Zapach Couture La La przez swoją nieprzyjemną transformację pasuje mi do kobiety wiecznie niezadowolonej, kapryśnej, rozpuszczonej pod każdym względem i opryskliwej, a że takich kobiet nie lubię (nie jestem masochistką), lecz takie znam i czasem jestem na nie skazana, to już nie mam ochoty męczyć się z Couture La La. 

Couture La La jest dobrym przykładem na to, że kupowanie zapachów na prezent nie jest trafionym pomysłem, a może się udać tylko wyłącznie, gdy w miarę znamy gust zapachowy obdarowywanej osoby. 
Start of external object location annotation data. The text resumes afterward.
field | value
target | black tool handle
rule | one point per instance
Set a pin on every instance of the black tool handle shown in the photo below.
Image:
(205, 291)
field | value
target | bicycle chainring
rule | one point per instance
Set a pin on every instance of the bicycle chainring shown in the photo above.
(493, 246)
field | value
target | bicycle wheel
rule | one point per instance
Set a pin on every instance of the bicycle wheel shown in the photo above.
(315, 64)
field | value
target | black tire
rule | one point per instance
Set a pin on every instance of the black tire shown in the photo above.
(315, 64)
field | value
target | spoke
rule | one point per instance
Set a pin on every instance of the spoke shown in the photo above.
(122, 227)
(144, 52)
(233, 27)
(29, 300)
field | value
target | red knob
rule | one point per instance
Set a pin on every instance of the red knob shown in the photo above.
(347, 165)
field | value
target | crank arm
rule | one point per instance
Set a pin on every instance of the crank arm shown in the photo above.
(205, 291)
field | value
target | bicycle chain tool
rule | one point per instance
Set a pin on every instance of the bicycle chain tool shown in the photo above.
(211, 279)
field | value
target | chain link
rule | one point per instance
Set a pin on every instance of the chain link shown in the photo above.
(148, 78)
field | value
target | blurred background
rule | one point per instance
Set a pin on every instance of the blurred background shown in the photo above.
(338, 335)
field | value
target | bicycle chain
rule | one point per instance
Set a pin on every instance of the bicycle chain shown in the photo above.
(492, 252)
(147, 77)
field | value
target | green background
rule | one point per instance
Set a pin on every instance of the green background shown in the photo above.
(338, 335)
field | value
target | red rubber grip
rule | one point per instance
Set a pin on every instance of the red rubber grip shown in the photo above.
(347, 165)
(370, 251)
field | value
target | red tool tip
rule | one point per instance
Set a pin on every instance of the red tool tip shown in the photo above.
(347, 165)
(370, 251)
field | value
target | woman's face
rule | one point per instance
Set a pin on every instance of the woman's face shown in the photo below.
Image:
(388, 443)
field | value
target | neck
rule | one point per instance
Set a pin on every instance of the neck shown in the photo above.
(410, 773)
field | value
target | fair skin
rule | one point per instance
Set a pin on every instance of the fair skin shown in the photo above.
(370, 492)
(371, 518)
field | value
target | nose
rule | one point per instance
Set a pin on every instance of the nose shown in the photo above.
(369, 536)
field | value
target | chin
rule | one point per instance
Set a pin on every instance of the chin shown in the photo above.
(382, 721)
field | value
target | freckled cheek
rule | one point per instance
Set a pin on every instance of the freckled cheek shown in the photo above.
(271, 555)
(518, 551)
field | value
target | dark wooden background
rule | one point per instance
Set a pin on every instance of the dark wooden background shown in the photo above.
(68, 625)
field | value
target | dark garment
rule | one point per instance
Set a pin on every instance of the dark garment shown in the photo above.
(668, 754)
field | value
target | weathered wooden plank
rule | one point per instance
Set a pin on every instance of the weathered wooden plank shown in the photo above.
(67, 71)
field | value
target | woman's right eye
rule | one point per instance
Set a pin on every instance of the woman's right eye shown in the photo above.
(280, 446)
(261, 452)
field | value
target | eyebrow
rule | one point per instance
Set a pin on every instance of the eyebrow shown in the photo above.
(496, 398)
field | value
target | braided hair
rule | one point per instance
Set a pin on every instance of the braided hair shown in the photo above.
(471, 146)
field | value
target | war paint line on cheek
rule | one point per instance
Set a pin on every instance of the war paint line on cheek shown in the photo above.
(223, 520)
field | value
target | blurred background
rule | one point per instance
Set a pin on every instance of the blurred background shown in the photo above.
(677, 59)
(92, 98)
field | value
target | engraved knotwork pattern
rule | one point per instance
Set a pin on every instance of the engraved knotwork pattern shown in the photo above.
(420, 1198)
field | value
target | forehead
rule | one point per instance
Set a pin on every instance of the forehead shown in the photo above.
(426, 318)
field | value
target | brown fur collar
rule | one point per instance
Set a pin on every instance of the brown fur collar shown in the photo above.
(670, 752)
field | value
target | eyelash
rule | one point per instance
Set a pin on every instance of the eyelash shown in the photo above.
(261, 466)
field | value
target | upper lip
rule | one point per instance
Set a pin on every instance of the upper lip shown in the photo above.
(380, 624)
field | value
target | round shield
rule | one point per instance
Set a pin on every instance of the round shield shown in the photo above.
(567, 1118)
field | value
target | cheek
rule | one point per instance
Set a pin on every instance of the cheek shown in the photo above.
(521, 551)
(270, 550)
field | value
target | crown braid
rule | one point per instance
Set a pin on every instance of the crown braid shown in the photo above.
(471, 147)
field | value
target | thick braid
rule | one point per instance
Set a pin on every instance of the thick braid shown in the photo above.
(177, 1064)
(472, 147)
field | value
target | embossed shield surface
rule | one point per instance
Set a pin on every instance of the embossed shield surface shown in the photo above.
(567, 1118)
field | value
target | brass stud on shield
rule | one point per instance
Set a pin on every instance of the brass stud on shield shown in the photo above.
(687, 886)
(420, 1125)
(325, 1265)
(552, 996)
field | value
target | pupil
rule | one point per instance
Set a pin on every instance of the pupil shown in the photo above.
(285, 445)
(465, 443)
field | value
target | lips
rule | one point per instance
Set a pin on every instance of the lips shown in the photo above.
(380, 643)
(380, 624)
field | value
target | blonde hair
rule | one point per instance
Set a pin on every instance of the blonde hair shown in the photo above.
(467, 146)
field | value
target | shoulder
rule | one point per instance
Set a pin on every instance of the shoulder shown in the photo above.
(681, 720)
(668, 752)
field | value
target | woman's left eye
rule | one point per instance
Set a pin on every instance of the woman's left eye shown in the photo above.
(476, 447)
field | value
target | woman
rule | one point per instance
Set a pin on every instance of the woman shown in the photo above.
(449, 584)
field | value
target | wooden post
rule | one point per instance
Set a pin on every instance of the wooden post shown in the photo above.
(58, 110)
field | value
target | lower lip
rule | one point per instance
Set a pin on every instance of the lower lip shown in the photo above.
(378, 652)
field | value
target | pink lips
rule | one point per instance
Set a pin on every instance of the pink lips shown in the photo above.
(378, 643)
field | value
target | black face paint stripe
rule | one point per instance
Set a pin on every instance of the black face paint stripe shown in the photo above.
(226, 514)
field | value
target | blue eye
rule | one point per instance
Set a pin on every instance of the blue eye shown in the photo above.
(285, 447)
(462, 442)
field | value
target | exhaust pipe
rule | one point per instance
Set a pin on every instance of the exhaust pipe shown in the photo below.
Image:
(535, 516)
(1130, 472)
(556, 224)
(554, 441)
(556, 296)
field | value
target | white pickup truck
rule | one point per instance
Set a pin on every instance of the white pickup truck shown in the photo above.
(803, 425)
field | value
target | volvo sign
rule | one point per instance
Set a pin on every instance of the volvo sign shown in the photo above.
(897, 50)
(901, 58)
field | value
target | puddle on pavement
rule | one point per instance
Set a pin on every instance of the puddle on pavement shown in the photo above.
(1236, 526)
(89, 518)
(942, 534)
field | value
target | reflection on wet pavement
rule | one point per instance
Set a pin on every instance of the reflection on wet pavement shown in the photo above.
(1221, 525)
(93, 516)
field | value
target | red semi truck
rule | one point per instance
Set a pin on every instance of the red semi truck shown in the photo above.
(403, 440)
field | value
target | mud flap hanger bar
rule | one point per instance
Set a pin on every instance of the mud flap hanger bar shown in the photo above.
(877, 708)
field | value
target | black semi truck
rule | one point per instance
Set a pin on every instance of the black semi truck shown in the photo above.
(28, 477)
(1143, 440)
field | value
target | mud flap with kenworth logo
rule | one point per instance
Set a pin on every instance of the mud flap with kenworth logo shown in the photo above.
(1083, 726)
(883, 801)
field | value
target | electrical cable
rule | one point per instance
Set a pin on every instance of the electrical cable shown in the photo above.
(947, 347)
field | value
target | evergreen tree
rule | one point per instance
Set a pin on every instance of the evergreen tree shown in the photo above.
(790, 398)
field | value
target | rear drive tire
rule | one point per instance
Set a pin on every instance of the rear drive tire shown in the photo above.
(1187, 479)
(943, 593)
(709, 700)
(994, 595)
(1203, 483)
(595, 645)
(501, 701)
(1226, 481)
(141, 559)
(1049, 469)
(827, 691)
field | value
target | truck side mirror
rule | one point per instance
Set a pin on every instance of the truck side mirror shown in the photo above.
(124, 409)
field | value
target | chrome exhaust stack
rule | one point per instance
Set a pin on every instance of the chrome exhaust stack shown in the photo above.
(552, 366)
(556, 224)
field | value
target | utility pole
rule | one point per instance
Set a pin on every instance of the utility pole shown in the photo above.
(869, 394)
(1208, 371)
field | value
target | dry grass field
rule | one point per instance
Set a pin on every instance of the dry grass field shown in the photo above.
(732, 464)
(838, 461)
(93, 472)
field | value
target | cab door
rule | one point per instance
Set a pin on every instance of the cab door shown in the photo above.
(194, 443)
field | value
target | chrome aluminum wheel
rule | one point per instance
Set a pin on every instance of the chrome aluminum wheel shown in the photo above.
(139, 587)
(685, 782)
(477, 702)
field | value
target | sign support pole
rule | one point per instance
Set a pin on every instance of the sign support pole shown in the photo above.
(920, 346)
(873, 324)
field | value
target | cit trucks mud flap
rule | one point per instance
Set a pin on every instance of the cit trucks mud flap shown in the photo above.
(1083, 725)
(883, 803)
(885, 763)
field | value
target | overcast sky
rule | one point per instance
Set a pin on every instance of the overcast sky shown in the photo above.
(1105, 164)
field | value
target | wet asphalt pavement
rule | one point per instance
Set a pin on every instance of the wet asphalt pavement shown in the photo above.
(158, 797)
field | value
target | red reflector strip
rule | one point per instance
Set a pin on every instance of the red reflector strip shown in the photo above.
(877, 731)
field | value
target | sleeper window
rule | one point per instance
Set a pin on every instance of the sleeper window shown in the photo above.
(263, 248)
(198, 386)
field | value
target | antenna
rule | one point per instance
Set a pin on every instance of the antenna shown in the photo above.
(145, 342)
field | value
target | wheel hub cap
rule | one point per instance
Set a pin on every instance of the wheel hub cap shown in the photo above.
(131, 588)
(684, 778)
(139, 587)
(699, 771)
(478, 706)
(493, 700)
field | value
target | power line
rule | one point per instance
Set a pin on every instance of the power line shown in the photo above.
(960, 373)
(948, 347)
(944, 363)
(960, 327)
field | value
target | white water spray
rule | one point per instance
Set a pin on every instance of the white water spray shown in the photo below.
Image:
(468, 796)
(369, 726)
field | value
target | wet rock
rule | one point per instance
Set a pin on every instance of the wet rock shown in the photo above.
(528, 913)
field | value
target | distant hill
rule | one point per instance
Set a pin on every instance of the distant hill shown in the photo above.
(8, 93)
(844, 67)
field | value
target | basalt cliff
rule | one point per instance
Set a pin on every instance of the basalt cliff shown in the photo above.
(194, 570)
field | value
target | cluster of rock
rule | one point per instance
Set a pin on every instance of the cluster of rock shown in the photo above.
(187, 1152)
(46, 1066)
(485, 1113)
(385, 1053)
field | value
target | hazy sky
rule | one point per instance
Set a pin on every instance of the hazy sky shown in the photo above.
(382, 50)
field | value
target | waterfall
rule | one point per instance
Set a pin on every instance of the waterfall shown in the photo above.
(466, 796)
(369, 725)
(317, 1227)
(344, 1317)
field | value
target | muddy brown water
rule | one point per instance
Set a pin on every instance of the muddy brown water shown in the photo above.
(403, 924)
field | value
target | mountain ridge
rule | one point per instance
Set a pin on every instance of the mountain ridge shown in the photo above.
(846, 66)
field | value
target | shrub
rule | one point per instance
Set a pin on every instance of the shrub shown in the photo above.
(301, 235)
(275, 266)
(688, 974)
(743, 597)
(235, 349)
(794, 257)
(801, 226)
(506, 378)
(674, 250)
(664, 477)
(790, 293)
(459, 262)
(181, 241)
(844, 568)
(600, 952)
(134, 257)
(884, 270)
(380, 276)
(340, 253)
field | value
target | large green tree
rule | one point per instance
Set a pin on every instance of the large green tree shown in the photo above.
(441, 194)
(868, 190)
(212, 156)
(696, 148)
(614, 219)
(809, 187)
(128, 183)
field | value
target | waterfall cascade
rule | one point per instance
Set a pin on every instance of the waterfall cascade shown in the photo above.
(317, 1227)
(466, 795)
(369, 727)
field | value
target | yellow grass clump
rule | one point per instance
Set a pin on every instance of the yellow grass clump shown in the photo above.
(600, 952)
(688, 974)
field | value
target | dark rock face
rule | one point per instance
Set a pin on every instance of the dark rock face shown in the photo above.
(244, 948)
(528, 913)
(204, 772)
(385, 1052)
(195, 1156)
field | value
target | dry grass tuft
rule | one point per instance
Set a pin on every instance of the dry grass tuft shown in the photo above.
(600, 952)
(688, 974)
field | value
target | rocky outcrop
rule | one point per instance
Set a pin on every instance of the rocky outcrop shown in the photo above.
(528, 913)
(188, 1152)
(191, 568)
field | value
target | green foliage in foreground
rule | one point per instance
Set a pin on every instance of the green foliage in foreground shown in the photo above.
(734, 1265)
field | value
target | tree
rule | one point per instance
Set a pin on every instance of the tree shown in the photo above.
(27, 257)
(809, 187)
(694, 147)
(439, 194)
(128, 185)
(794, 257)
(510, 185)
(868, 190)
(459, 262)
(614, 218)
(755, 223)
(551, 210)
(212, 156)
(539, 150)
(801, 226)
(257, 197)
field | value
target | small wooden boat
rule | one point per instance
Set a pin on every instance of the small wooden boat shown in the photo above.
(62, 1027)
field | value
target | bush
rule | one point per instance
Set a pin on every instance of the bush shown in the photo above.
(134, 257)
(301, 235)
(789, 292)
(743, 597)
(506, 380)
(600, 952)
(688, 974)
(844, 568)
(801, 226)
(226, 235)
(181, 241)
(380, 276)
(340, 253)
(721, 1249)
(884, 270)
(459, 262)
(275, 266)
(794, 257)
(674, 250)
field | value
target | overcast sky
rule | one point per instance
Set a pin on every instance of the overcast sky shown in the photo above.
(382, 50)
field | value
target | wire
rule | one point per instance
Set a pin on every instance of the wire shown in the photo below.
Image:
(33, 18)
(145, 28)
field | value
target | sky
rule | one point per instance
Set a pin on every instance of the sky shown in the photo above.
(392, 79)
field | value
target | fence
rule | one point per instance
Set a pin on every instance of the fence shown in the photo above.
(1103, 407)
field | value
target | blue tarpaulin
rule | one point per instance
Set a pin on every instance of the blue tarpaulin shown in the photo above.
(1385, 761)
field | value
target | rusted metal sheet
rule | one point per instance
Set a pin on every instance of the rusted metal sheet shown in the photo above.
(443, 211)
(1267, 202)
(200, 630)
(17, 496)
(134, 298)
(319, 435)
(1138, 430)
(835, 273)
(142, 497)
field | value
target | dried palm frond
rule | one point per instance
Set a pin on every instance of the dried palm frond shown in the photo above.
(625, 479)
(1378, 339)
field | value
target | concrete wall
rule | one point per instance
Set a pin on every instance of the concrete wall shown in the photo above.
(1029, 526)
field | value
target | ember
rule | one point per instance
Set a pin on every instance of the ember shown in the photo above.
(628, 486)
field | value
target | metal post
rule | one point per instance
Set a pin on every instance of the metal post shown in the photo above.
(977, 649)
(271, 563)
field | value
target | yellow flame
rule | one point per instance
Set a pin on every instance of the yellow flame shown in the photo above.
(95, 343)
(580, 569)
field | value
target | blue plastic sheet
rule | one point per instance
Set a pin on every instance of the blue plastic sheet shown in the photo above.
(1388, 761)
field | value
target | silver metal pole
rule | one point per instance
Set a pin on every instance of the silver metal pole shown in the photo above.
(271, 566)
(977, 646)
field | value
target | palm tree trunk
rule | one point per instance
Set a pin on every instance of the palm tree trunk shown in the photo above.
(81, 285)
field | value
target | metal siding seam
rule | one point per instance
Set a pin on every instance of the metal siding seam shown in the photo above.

Dla porównania, jeśli chodzi o grejpfrutowe zapachy, to Couture La La zdobywa tytuł najgorszego grejpfrutowego zapachu, a Just Woman od Mo61 najlepszego.

Autor zdjęcia: Naturalna dusza

4 komentarze:

  1. Też myślę, że perfumy lepiej kupować sobie samemu.

    OdpowiedzUsuń
    Odpowiedzi
    1. Jestem jak najbardziej za kupowaniem sobie perfum samemu.

      Usuń
  2. nietrafione prezenty niestety się zdarzają, trzeba kogoś dobrze znać i wiedzieć, jakie perfumy lubi by zdecydować się na taki prezent, perfumy to dla mnie osobisty prezent, zwykle sama je sobie sprawiam

    OdpowiedzUsuń
    Odpowiedzi
    1. Obecnie jakoś coraz częściej spotykam się z tym, że po prostu pytam, co kupić. Chociaż niespodzianki nie będzie, to mam pewność, że trafię z prezentem i pieniądze nie zostaną zmarnowane. Wolę taką rozsądną wersję dawania prezentu. I powiem szczerze, że bardzo dobrze się to przyjmuje.